LA PORTE DE LA CELLULE / THE CELL DOOR
La Clef Électricité
Electricity is the Key
Tapuscrit...
Lluis Mir – Une cellule tumorale n’a qu’une seule envie dans la vie, hein… C’est se diviser. Sinon, elle n’est pas tumorale ! L’électro-chimiothérapie, c’est une méthode de vectorisation d’un médicament. C’est ouvrir la porte de la cellule à ce médicament. Ce n’est pas une méthode ablative, parce que toutes les autres approches physiques, que ce soient les rayons X, radiothérapie, le froid, le chaud, les ultrasons, c’est ces effets physiques qui tuent ! Et à ce moment-là, ils ne peuvent pas discriminer entre la cellule tumorale et la cellule normale.

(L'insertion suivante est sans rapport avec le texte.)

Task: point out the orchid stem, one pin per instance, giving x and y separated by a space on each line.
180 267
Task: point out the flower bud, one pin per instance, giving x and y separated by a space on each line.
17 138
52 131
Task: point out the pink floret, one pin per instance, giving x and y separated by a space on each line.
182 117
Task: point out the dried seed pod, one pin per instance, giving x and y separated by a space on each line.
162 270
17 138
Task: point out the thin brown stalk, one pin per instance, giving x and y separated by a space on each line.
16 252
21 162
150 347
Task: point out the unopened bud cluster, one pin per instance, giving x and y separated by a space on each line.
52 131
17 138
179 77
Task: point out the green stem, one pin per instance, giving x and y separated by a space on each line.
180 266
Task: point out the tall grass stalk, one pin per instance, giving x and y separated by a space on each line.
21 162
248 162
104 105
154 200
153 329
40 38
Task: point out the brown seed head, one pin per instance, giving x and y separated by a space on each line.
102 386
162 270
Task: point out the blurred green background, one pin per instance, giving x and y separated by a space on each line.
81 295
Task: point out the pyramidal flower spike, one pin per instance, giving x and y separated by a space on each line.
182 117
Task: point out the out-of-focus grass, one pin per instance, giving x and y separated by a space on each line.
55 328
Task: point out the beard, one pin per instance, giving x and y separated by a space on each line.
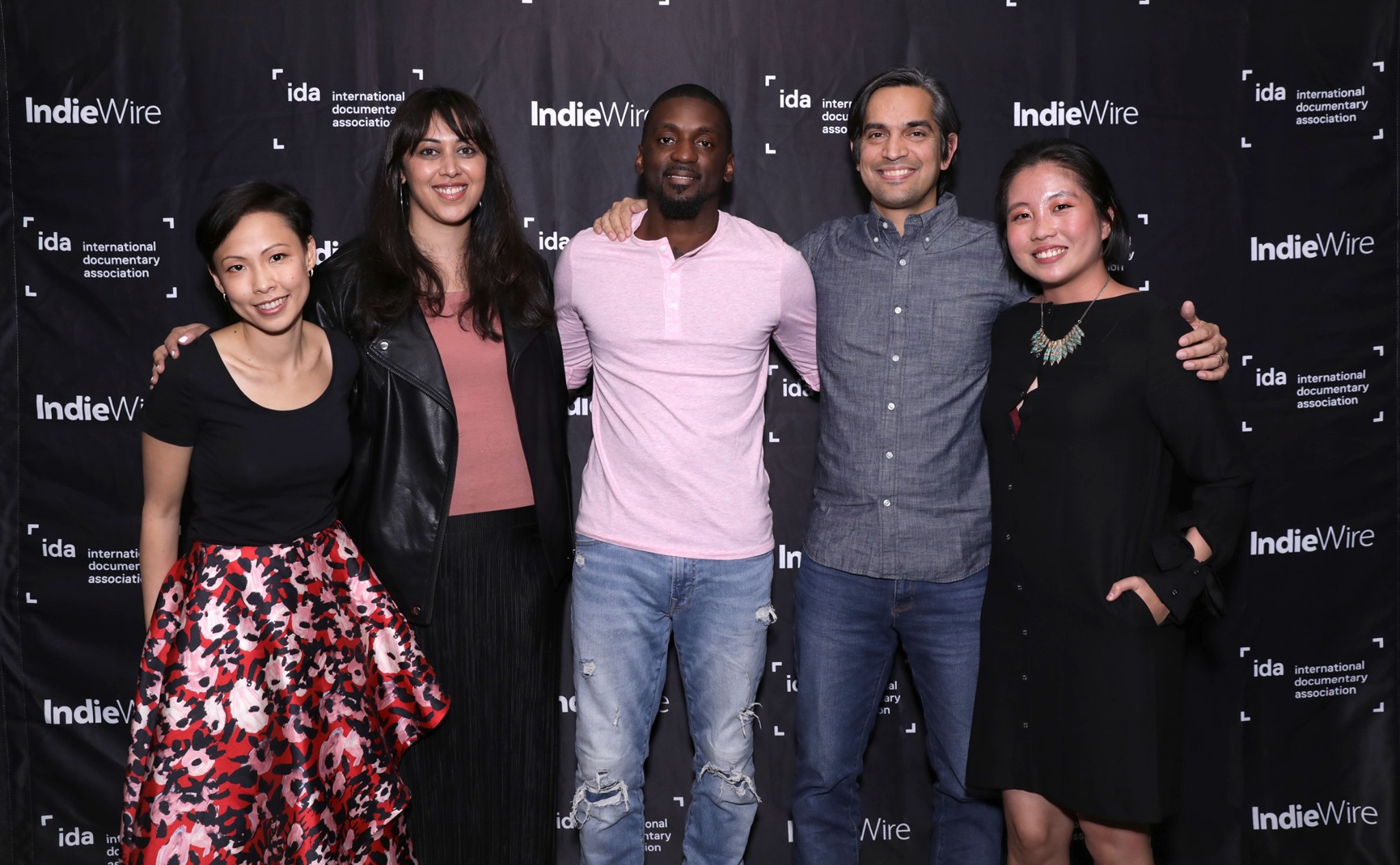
681 208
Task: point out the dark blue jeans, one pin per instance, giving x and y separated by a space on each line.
848 629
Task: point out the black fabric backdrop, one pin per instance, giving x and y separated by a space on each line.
1228 126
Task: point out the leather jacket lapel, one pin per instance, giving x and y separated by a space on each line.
406 346
517 339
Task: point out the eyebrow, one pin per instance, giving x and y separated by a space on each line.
1067 193
699 129
260 252
909 125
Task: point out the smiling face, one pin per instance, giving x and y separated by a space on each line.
684 159
900 153
1053 228
444 177
264 271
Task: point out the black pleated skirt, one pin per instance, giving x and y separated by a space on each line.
485 782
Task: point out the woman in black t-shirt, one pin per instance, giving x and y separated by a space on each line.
279 683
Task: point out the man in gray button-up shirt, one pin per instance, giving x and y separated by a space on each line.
899 536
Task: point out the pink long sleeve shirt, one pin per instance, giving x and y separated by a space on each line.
679 352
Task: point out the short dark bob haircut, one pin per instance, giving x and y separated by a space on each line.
906 76
255 196
1086 167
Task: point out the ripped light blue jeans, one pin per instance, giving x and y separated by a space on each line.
626 607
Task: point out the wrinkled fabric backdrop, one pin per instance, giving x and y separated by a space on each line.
1253 146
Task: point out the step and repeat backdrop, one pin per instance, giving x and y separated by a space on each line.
1252 143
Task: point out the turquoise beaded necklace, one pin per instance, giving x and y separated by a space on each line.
1055 351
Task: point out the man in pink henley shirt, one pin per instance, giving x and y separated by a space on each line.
675 534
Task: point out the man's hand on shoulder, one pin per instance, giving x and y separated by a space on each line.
170 349
617 223
1203 349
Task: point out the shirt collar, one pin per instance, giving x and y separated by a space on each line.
926 225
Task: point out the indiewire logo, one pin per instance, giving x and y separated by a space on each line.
574 113
89 711
72 111
1081 113
1294 247
1294 540
1332 814
84 408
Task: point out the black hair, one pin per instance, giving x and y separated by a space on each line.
693 92
255 196
1091 176
945 117
504 276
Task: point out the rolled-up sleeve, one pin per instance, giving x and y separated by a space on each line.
573 336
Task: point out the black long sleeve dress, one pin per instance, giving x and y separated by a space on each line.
1078 699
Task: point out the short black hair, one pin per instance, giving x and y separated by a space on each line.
693 92
237 202
945 117
1087 168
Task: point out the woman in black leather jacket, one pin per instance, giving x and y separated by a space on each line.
459 486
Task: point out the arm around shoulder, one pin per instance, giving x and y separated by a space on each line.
1204 437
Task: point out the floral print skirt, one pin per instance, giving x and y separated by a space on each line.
278 694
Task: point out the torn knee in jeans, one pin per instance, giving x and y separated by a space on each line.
748 717
734 782
600 793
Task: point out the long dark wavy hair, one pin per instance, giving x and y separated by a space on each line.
504 276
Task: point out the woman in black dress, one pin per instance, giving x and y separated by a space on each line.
458 489
1096 563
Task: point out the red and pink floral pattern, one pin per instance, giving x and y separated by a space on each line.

Quelqu’un m’a passé un article, en utilisant des impulsions électriques, ça laissait la cellule perméable un certain temps et des choses pouvaient rentrer. Du coup, j’ai essayé d’optimiser, avec un premier étudiant, pratiquement toutes les cellules survivaient aux impulsions électriques et étaient perméabilisées, et avec un autre étudiant, nous avons fait des tas de tests, et il ne restait plus qu’une seule molécule à tester, la bléomycine, qui est un anticancéreux qui n’est pas terrible, parce qu’il n’est pas très efficace. Il fait sa manip, toutes les cellules soumises aux impulsions électriques, tuées par cet agent ! Bon, on recommence, on vérifie, et effectivement, dix mille fois plus actif si on perméabilise la cellule que si on ne la perméabilise pas.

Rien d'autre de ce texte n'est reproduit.